Wednesday, May 14, 2008
You know a sport causing a buzz when an arts weekly lowers itself to write an article on it (because unlike the latest emo hotness, which clearly has huge cultural importance, sports are so…proletarian, a state of being that’s good in theory, but distasteful in practice, to those that publish your local left-wing rag). So it was a bit of a shock to see a mixed martial arts combatant on the cover of Toronto’s Now Magazine this week.
Although there was several errors in the article along with a ridiculous and condescending portrayal of the Six Nations native territory (where the author uses last month’s Rumble on the Rez MMA event to frame his story), it does provide a good overview of the ongoing efforts to legalize the sport in Ontario.
Having previously worked on Six Nations, it’s also a story I have written about a great deal in the past 12-months. I’ve sat ringside at previous events held on Six Nations, covering the event as both a sporting contest and as a news story.
Before continuing, this disclosure: I’m not much of a fan of MMA. But, not for the reasons you might think. I appreciate the ugly beauty of combat sports. However, when it comes to MMA, truthfully, I find it a bit dull. There is too much rolling around on the floor, not enough punching and kicking.

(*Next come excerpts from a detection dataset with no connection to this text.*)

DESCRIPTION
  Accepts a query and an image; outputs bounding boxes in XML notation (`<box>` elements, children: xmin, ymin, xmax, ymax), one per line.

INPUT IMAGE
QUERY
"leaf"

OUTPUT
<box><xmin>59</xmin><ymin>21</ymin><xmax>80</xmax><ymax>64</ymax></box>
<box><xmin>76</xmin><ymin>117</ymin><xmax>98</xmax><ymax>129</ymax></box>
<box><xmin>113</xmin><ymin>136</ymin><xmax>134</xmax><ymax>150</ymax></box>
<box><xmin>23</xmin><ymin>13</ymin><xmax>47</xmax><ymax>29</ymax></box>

Still, it’s clear that Ontario Athletic Commissioner Ken Hayashi is a bit of a stick in the mud when it comes to MMA. Worse, his inability to properly react to the massive popularity of the sport is doing nothing but drive it underground. The best case scenario is that legally gray fights are taking place on reserves.
The worse? The abandoned train station at the edge of town. Knock twice and ask for Justin. BYOB.

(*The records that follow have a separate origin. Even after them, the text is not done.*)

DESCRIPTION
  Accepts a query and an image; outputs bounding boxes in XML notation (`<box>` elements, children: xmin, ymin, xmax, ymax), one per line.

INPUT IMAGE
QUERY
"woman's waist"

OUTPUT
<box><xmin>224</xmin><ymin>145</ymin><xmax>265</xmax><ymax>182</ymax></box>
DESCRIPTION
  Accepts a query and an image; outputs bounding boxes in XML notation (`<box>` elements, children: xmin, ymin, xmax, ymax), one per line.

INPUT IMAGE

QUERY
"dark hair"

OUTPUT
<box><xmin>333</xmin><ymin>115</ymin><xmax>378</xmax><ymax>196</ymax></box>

The events on Six Nations are well run. Proper safety protocols are followed and, although likely a bit naïve, event organizer Bill Monture is sincere in his love of the sport and desire to grow it on native territories in North America. But fighters at them are still running the risk of being arrested and it’s hard to imagine their insurance companies being too excited by their participation in Rumble on the Rez III.
Hayashi has insisted that MMA be recognized as an amateur sport prior to it being sanctioned at a professional level. Toronto’s Marco Antico, who is involved with the Ontario Mixed Martial Arts Association and the Canadian Mixed Martial Arts Association, is tirelessly working to establish an amateur infrastructure to satisfy those requirements. Antico is a sharp cookie. He’ll get the job done.
The question is this: will Hayashi live up to his promise? Although he doesn’t have a direct role in approving amateur MMA—a different government body oversees amateur sport—there is a feeling that his influence extends beyond his jurisdiction. Beyond that, based on Hayashi’s barley hidden disdain for the sport, it seems farfetched to think that the UFC is coming to Ontario anytime soon.